JOURNAL DE LA PERPLEXITE : UN PASSAGER CLANDESTIN

26 Jan 2022 JOURNAL DE LA PERPLEXITE : UN PASSAGER CLANDESTIN
Posted by Author Ami Bouganim

Je ne sais plus à quoi je ressemble. Je ne sais plus de quel horizon je suis. Je ne sais plus ce qu'est Dieu. Je sais seulement que je viens de loin. Peut-être sept mille ans, peut-être deux mille, peut-être mille. J'ai les traits raturés, les souvenirs embrouillés et je ne sais plus à quels textes m'en remettre, quels engagements me lient et de quels rites je dois m’acquitter. Ma mémoire est si surchargée que je ne distingue plus entre l’avant et l’après, le bon et le mauvais mot, le prophète et l’illuminé, le sage et le babillard, le sain et le malsain.

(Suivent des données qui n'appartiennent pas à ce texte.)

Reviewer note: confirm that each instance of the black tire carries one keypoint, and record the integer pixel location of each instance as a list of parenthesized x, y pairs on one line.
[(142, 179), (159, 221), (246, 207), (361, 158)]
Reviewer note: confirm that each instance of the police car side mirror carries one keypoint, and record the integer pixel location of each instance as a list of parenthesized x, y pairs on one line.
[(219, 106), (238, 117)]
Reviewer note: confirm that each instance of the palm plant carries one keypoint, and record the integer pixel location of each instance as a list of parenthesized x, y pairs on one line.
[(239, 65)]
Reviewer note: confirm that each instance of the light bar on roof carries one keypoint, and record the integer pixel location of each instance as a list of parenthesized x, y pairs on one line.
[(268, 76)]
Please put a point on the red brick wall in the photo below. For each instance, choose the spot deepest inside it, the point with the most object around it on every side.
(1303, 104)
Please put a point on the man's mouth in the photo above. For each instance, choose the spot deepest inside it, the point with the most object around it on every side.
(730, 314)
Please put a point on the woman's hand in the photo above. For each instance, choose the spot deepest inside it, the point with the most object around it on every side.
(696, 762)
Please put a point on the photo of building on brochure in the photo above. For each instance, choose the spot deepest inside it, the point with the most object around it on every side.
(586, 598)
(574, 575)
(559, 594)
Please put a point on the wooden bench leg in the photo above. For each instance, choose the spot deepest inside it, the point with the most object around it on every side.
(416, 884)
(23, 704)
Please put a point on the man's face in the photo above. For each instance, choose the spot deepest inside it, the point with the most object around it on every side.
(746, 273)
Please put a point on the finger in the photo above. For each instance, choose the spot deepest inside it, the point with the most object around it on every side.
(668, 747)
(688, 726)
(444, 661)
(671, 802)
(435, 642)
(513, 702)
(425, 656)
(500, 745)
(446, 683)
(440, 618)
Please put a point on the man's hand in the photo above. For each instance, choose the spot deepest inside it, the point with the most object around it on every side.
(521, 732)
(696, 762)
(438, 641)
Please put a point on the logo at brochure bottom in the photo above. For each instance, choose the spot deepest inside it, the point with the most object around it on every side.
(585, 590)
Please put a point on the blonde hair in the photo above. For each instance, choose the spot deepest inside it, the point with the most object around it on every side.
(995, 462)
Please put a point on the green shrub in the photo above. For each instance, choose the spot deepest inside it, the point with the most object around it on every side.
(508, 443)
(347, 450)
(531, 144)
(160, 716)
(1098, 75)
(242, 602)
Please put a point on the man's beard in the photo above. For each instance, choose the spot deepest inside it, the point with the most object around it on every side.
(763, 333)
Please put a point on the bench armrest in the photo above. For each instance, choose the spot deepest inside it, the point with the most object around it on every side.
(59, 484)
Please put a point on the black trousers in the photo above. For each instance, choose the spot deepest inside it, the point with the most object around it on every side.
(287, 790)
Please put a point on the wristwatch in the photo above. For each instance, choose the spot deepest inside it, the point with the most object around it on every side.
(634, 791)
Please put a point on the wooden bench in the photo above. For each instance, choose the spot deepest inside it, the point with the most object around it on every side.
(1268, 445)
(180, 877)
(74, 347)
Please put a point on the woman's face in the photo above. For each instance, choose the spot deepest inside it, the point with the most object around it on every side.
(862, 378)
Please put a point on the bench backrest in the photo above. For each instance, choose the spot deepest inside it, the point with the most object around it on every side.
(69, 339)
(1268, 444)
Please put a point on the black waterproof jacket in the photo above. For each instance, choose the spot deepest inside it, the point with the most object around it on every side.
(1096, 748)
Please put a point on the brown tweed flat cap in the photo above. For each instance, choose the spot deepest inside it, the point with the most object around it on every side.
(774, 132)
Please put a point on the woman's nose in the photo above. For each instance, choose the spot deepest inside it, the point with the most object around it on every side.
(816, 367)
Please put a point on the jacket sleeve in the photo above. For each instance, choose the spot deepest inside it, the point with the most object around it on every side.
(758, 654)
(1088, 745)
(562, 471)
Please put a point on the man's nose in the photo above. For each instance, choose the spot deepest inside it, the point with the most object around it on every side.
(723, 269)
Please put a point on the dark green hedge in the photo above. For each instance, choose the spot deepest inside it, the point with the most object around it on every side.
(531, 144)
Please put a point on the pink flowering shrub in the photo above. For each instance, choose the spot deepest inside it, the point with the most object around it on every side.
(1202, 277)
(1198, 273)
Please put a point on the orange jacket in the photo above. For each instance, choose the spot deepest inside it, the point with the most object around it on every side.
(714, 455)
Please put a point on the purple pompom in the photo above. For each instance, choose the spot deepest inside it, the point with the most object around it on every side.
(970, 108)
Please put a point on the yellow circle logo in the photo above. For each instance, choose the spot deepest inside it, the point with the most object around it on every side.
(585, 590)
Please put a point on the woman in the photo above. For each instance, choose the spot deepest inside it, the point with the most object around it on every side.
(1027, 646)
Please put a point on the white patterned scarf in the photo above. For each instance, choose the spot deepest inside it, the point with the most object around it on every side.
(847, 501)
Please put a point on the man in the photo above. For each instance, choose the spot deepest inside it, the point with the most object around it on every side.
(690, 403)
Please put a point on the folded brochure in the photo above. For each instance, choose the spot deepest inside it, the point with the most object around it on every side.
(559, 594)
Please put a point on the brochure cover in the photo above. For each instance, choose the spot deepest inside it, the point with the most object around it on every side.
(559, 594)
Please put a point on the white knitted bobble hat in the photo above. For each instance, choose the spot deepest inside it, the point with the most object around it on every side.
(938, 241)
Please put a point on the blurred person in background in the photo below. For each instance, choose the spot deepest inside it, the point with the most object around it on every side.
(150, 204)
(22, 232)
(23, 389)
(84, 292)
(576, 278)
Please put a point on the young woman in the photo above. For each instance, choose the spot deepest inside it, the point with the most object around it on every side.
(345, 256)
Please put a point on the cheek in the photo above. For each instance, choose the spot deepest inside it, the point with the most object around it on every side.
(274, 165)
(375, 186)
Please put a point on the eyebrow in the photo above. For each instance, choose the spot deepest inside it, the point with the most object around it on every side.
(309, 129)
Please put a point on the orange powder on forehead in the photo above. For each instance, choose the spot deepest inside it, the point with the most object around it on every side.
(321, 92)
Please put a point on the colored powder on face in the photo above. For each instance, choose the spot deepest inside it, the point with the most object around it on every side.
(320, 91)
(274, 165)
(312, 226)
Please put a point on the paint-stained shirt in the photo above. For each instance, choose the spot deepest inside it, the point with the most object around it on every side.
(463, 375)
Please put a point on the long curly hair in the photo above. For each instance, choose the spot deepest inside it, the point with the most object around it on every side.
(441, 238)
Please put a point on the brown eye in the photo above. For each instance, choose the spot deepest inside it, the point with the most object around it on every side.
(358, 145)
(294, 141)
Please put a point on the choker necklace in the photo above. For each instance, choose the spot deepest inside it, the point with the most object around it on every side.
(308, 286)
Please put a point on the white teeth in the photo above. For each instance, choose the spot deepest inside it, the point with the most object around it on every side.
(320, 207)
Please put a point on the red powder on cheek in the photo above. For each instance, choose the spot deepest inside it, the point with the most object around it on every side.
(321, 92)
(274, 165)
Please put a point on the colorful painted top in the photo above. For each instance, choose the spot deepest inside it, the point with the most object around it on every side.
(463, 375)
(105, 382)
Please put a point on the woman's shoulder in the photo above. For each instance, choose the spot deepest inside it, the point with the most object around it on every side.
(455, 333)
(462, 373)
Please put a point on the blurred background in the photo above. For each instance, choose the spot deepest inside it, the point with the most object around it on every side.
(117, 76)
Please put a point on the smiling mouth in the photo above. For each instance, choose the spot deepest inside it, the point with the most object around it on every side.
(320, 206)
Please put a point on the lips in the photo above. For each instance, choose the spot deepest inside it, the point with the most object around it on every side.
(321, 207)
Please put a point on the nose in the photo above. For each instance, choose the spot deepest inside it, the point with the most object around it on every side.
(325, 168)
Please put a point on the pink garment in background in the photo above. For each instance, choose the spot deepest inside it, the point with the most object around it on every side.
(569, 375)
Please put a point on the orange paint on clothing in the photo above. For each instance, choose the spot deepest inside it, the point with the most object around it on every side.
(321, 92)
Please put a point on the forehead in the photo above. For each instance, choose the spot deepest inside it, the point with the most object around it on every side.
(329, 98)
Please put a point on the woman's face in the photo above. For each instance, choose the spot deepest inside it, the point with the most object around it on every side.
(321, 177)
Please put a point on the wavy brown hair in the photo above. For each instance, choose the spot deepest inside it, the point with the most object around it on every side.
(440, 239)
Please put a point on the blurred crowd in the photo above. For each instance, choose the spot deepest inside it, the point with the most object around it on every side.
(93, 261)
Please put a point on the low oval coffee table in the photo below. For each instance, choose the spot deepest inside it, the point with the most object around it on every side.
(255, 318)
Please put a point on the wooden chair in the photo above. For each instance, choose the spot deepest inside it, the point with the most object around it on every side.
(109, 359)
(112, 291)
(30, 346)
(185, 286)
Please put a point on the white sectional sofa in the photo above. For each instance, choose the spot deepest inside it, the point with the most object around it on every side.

Je sais seulement qu'un cordon ombilical me lie au ciel et que des scellés ont été posés sur l’accès qui m'est destiné. Je ne m'en acquitte pas moins de menus gestes qui auraient de grandioses répercussions.

Tout m’invite à me présenter comme le clandestin absolu puisque je ne détiens même plus le secret qui m'accule à ma clandestinité. Je ne me souviens plus pourquoi je le suis devenu, sous quelles pressions inquisitoriales, pour me dérober à quelles persécutions, poursuivre quels mirages. Je ne vis plus au ghetto, je le porte en moi, je n'en sors plus, je suis claquemuré de toutes parts. Une éclaircie par-ci, un interstice par-là, une illumination de loin en en loin, toujours décevante. A certains moments, je me dis que ma perplexité n'est qu'un mince voile qui me scinde en deux, à d'autres que ce sont de sourdes murailles ou de lourdes censures. Pourtant on prétend que le voile se serait déchiré depuis longtemps, les murailles se seraient écroulées, les censures auraient été levées. Mais peut-être ont-ils seulement changé de nature puisqu'on serait de plus en plus nombreux à exhiber publiquement un autre personnage que celui qu'on abrite en soi et qu'on ne peut, pour une raison ou l’autre, dévoiler. Seul celui qui niche dans les cœurs et sonde les reins saurait.